Aravine annuì, precipitandosi via. Faile riservò un’occhiata nella direzione in cui Haman e Vanin erano andati. Desiderava dar loro la caccia, ma seguirli nella notte avrebbe richiesto di muoversi lentamente, e avrebbe significato morte. Inoltre, chi poteva sapere a quali risorse avevano accesso un paio di Amici delle Tenebre?
Sarebbero fuggiti. E, Luce, Faile sperava di non essere stata ingannata più di quanto sembrava. Se Vanin avesse in qualche modo pensato di preparare un Corno finto, una replica da lasciare che Faile ‘salvasse’ mentre lui fuggiva...

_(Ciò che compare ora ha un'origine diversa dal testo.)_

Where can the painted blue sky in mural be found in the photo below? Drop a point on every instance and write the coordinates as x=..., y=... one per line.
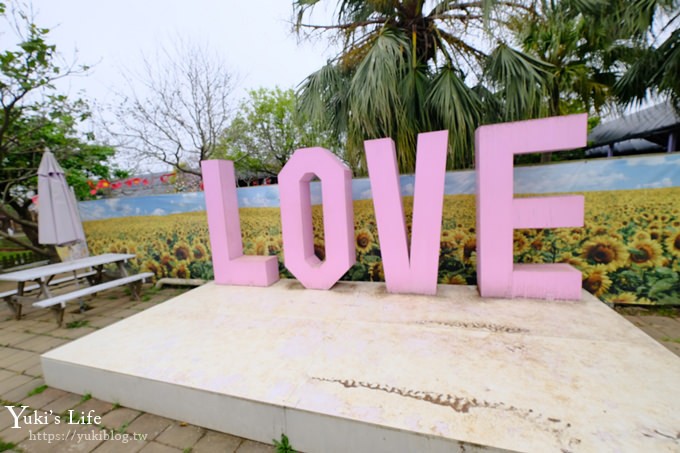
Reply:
x=591, y=175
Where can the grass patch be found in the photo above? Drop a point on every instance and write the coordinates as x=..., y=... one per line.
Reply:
x=77, y=324
x=38, y=390
x=283, y=446
x=5, y=446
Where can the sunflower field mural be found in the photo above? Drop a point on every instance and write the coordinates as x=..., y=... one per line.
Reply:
x=628, y=251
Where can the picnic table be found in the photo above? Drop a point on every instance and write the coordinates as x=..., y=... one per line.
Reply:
x=87, y=270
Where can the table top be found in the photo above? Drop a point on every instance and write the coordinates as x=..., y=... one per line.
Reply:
x=66, y=266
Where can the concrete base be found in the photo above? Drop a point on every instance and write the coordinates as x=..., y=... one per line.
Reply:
x=357, y=369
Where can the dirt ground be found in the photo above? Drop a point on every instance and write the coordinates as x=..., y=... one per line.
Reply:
x=22, y=342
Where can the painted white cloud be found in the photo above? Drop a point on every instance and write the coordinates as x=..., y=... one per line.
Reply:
x=653, y=161
x=407, y=189
x=546, y=180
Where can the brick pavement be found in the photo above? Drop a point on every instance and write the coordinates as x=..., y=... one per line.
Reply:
x=22, y=342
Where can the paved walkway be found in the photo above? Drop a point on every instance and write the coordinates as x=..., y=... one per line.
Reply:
x=21, y=384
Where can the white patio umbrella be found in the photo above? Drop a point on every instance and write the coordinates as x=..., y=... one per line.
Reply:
x=58, y=218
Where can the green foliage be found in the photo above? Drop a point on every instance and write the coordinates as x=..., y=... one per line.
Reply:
x=283, y=446
x=33, y=117
x=77, y=324
x=38, y=390
x=404, y=69
x=266, y=131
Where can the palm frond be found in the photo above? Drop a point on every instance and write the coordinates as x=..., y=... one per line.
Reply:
x=458, y=109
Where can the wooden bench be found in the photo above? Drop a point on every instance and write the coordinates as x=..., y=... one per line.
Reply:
x=7, y=295
x=58, y=303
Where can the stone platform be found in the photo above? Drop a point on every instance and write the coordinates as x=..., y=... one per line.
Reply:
x=357, y=369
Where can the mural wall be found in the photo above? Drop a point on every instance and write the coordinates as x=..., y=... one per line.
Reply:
x=628, y=251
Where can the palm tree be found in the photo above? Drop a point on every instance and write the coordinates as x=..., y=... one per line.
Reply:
x=402, y=70
x=654, y=61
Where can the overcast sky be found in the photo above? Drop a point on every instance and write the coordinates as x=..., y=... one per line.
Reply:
x=254, y=38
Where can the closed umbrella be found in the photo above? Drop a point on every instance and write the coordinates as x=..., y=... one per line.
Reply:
x=58, y=218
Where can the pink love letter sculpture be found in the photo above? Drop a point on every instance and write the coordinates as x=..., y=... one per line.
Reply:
x=415, y=272
x=224, y=226
x=296, y=217
x=498, y=212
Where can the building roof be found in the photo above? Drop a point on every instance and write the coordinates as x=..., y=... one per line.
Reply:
x=651, y=123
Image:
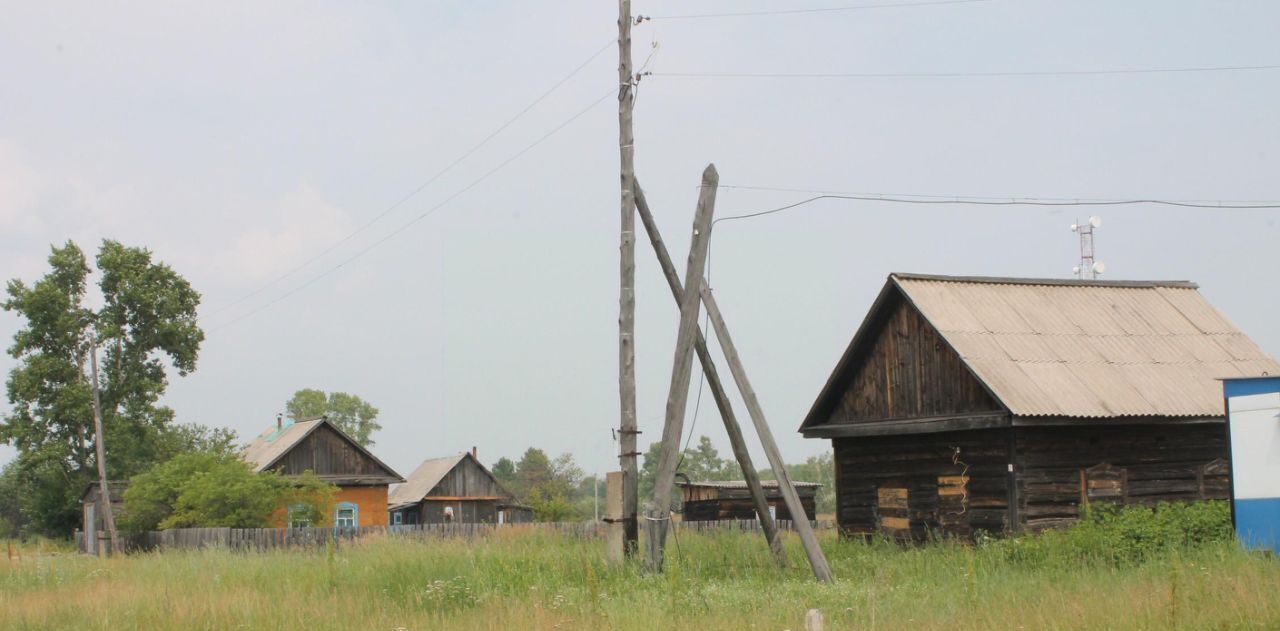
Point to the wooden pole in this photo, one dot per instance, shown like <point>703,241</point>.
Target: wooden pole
<point>677,397</point>
<point>771,447</point>
<point>717,387</point>
<point>627,430</point>
<point>104,488</point>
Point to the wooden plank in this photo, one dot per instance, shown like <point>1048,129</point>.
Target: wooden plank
<point>737,442</point>
<point>677,396</point>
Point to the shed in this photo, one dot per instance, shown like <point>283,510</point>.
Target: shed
<point>320,447</point>
<point>94,521</point>
<point>1002,403</point>
<point>716,501</point>
<point>455,489</point>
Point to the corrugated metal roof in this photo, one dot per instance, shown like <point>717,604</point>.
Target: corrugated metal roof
<point>741,484</point>
<point>274,443</point>
<point>1089,348</point>
<point>424,479</point>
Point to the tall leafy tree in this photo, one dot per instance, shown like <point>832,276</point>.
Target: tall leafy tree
<point>146,324</point>
<point>356,416</point>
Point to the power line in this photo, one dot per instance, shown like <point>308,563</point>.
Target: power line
<point>967,74</point>
<point>991,202</point>
<point>821,9</point>
<point>421,187</point>
<point>419,218</point>
<point>990,197</point>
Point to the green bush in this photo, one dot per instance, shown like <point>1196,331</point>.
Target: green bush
<point>1115,535</point>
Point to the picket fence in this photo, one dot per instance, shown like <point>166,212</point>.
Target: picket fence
<point>269,539</point>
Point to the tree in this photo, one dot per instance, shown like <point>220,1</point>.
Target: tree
<point>504,470</point>
<point>147,315</point>
<point>350,412</point>
<point>210,489</point>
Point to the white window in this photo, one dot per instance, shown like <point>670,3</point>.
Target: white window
<point>347,516</point>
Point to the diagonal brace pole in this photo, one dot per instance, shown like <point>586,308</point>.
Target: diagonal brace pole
<point>716,385</point>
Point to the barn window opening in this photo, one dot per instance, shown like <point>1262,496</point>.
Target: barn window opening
<point>300,516</point>
<point>346,516</point>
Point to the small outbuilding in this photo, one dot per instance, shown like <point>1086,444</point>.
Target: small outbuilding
<point>1006,403</point>
<point>94,516</point>
<point>455,489</point>
<point>714,501</point>
<point>320,447</point>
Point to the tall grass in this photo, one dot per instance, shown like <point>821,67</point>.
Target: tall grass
<point>714,580</point>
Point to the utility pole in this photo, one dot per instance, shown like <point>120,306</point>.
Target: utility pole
<point>677,397</point>
<point>104,489</point>
<point>627,429</point>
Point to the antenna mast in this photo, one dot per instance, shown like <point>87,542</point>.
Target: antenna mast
<point>1088,269</point>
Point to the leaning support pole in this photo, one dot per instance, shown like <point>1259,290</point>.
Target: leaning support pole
<point>717,387</point>
<point>677,397</point>
<point>771,447</point>
<point>104,490</point>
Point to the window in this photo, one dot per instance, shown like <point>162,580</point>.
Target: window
<point>346,516</point>
<point>300,516</point>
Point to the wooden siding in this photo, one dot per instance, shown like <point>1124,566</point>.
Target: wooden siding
<point>329,455</point>
<point>909,371</point>
<point>741,508</point>
<point>909,485</point>
<point>1059,469</point>
<point>467,480</point>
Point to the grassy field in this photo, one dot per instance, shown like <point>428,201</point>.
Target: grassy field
<point>725,580</point>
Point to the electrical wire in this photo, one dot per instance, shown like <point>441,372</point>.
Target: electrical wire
<point>974,202</point>
<point>965,74</point>
<point>821,9</point>
<point>426,213</point>
<point>420,187</point>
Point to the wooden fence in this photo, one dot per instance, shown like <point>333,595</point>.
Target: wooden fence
<point>268,539</point>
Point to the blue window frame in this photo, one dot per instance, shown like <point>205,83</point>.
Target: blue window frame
<point>346,515</point>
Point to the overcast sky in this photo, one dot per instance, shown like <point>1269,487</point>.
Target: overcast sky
<point>241,140</point>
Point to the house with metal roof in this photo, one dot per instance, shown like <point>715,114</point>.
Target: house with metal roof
<point>717,501</point>
<point>455,489</point>
<point>1002,403</point>
<point>320,447</point>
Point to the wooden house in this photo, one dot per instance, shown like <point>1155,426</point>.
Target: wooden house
<point>997,403</point>
<point>320,447</point>
<point>455,489</point>
<point>705,501</point>
<point>96,539</point>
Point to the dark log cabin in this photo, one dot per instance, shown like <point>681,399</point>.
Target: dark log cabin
<point>455,489</point>
<point>705,501</point>
<point>1001,405</point>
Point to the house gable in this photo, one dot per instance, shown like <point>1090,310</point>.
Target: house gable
<point>900,375</point>
<point>469,479</point>
<point>333,457</point>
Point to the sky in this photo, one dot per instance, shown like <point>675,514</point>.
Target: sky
<point>242,142</point>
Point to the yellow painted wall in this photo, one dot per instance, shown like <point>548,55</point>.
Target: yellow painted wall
<point>370,499</point>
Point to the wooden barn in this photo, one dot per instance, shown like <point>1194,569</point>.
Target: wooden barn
<point>320,447</point>
<point>455,489</point>
<point>999,403</point>
<point>731,499</point>
<point>94,516</point>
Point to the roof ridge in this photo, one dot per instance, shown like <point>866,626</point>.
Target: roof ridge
<point>1068,282</point>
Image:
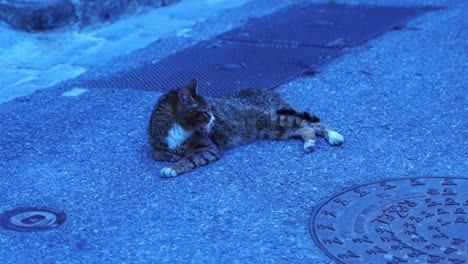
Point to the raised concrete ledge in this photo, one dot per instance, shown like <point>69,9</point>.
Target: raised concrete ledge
<point>37,15</point>
<point>41,15</point>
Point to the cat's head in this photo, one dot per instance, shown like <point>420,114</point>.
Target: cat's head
<point>194,112</point>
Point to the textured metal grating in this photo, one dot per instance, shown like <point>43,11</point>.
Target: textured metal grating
<point>231,66</point>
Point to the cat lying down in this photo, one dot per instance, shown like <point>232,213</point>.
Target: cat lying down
<point>192,131</point>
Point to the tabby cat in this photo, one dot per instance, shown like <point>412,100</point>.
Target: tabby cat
<point>192,131</point>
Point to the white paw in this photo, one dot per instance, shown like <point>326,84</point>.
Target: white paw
<point>335,138</point>
<point>168,172</point>
<point>309,145</point>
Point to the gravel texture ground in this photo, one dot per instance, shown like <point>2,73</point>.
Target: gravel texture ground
<point>399,100</point>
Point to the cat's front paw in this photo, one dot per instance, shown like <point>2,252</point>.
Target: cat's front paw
<point>168,172</point>
<point>335,138</point>
<point>309,145</point>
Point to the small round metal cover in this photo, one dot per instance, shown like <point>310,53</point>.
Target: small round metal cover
<point>412,220</point>
<point>31,219</point>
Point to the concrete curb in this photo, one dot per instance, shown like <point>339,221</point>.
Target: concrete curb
<point>38,15</point>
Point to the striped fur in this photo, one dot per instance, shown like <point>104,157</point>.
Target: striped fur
<point>192,131</point>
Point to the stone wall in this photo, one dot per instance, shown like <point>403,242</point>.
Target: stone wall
<point>40,15</point>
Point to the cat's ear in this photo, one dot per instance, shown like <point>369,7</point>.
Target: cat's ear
<point>185,97</point>
<point>193,86</point>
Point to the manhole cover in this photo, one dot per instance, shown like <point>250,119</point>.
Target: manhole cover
<point>31,219</point>
<point>414,220</point>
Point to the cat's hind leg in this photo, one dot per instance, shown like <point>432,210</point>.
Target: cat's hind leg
<point>333,137</point>
<point>308,135</point>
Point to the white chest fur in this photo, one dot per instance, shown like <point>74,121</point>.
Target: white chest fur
<point>177,136</point>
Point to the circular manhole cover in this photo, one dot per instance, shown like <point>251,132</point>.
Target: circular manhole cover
<point>415,220</point>
<point>30,219</point>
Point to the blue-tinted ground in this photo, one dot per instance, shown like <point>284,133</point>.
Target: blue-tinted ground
<point>399,100</point>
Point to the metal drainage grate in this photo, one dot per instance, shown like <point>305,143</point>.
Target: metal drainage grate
<point>414,220</point>
<point>31,219</point>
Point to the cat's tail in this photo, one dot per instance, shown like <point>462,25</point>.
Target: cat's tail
<point>304,115</point>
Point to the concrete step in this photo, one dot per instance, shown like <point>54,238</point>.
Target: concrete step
<point>37,15</point>
<point>41,15</point>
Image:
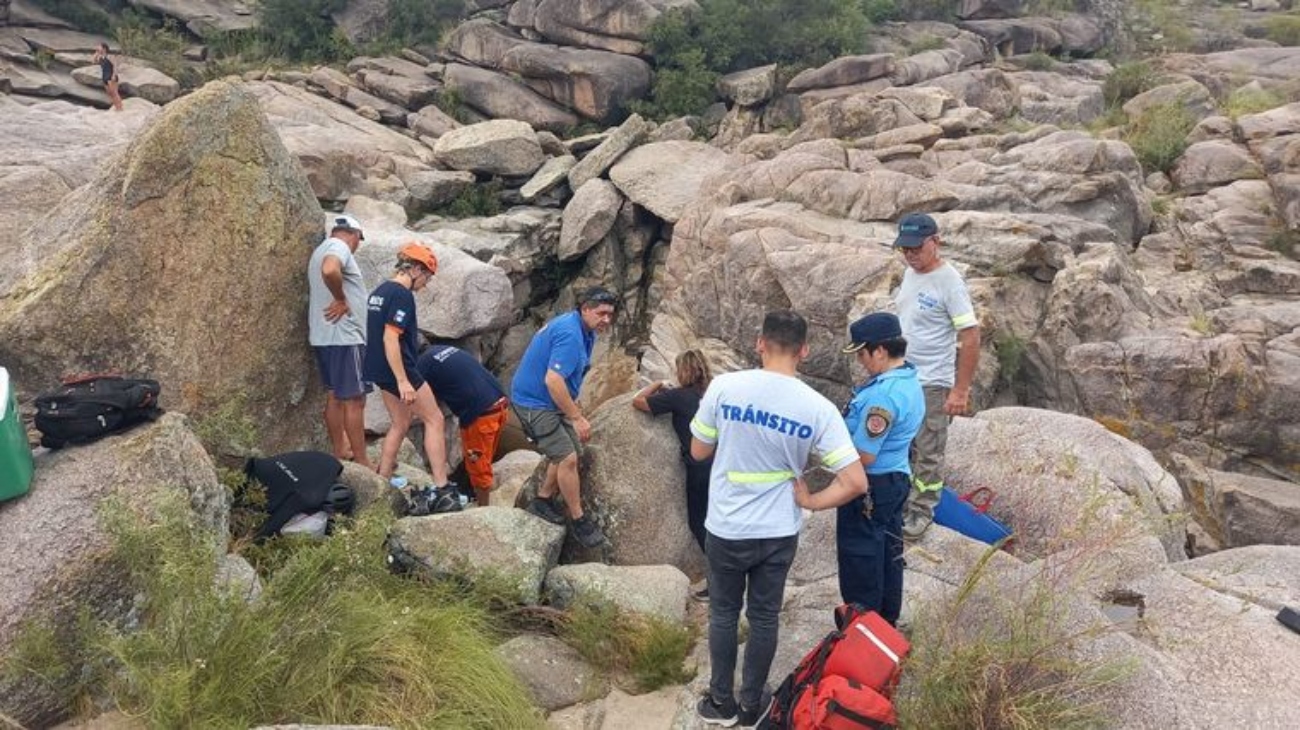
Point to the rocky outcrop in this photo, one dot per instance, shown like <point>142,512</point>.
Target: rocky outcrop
<point>206,18</point>
<point>594,83</point>
<point>499,147</point>
<point>494,543</point>
<point>502,98</point>
<point>207,192</point>
<point>554,673</point>
<point>648,590</point>
<point>50,148</point>
<point>664,177</point>
<point>56,559</point>
<point>342,153</point>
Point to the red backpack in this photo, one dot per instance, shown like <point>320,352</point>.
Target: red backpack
<point>845,682</point>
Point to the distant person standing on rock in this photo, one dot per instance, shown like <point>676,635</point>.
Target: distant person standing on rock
<point>681,403</point>
<point>336,324</point>
<point>108,74</point>
<point>393,338</point>
<point>943,342</point>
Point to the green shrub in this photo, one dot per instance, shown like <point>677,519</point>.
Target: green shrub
<point>1002,657</point>
<point>479,200</point>
<point>334,639</point>
<point>161,46</point>
<point>302,30</point>
<point>1158,137</point>
<point>1283,30</point>
<point>690,50</point>
<point>1129,79</point>
<point>85,14</point>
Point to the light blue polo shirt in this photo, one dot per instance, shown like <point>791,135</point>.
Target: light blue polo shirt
<point>884,416</point>
<point>563,346</point>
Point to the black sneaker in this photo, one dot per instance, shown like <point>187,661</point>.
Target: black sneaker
<point>445,499</point>
<point>749,716</point>
<point>545,509</point>
<point>588,533</point>
<point>716,713</point>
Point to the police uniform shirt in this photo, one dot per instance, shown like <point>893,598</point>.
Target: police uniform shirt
<point>884,416</point>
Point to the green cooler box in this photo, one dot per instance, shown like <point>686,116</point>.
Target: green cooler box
<point>14,452</point>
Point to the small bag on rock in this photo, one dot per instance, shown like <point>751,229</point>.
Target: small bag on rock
<point>89,408</point>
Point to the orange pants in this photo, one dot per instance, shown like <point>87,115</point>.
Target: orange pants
<point>479,442</point>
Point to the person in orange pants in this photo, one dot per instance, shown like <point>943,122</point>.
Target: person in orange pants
<point>480,405</point>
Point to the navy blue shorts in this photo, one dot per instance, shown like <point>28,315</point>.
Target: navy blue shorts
<point>341,369</point>
<point>391,386</point>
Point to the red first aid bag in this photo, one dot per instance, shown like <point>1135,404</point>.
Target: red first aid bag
<point>839,703</point>
<point>870,652</point>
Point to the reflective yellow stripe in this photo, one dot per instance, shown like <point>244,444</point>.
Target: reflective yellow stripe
<point>927,486</point>
<point>703,427</point>
<point>837,455</point>
<point>758,477</point>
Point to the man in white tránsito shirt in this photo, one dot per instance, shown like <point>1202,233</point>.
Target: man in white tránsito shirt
<point>943,342</point>
<point>761,427</point>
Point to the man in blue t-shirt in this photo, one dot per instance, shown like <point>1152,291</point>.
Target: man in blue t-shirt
<point>545,395</point>
<point>464,386</point>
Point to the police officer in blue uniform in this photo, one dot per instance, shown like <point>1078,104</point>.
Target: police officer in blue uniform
<point>883,416</point>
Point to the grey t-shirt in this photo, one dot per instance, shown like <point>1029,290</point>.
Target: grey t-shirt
<point>766,426</point>
<point>351,327</point>
<point>931,308</point>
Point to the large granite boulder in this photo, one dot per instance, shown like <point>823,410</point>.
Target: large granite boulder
<point>108,281</point>
<point>206,18</point>
<point>649,590</point>
<point>502,98</point>
<point>611,25</point>
<point>499,147</point>
<point>664,177</point>
<point>633,486</point>
<point>1062,481</point>
<point>56,559</point>
<point>466,298</point>
<point>501,544</point>
<point>342,153</point>
<point>50,148</point>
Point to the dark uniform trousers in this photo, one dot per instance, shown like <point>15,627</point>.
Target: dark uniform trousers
<point>870,547</point>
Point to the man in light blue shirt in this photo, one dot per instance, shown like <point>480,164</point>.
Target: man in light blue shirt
<point>761,426</point>
<point>545,395</point>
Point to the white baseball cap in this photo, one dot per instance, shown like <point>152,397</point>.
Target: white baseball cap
<point>345,221</point>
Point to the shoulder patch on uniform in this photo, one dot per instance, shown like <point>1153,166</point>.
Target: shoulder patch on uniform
<point>878,421</point>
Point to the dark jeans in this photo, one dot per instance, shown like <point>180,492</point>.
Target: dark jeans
<point>697,496</point>
<point>870,550</point>
<point>759,566</point>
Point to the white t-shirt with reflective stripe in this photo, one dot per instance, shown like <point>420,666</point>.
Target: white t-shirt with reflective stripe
<point>931,308</point>
<point>767,427</point>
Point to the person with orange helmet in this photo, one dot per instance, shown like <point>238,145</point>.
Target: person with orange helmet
<point>393,342</point>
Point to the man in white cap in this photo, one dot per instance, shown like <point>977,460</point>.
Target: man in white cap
<point>336,321</point>
<point>943,342</point>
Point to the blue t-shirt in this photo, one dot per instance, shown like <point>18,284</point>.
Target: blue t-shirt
<point>563,346</point>
<point>390,305</point>
<point>884,416</point>
<point>458,381</point>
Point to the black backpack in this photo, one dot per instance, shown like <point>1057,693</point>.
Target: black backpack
<point>298,482</point>
<point>90,408</point>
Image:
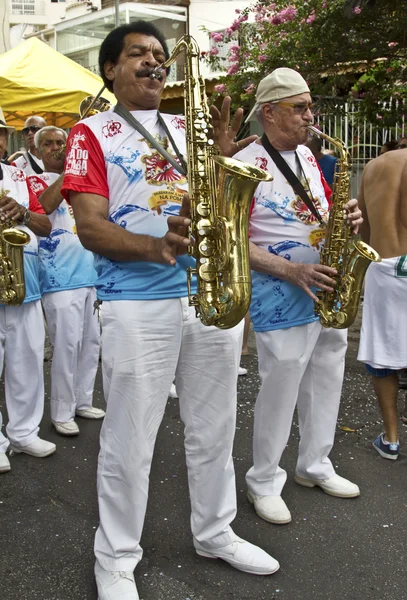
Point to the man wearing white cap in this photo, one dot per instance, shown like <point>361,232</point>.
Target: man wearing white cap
<point>22,327</point>
<point>300,363</point>
<point>29,160</point>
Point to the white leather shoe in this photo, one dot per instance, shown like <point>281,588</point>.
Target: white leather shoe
<point>173,391</point>
<point>242,556</point>
<point>69,428</point>
<point>91,413</point>
<point>115,585</point>
<point>334,486</point>
<point>39,448</point>
<point>4,463</point>
<point>270,508</point>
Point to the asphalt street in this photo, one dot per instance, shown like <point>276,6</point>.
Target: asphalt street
<point>334,549</point>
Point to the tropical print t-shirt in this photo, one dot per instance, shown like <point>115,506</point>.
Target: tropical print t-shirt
<point>64,262</point>
<point>14,181</point>
<point>106,156</point>
<point>282,224</point>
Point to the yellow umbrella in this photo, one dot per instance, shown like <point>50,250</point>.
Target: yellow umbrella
<point>37,80</point>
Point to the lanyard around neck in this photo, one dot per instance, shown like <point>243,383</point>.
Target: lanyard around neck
<point>291,177</point>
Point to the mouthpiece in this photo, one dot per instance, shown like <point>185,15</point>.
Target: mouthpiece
<point>156,74</point>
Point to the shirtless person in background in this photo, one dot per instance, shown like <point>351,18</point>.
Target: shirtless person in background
<point>383,341</point>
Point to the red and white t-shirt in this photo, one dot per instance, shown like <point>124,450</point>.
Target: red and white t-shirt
<point>107,157</point>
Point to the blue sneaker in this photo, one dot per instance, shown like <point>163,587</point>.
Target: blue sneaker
<point>385,449</point>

Non l’avrebbe mai saputo. Faile avrebbe raggiunto l’Ultima Battaglia con un Corno falso e forse li avrebbe condannati tutti. Quella possibilità la ossessionava mentre i membri della carovana si muovevano rapidi nell’oscurità, confidando nella Luce e nella fortuna per sfuggire ai pericoli della notte.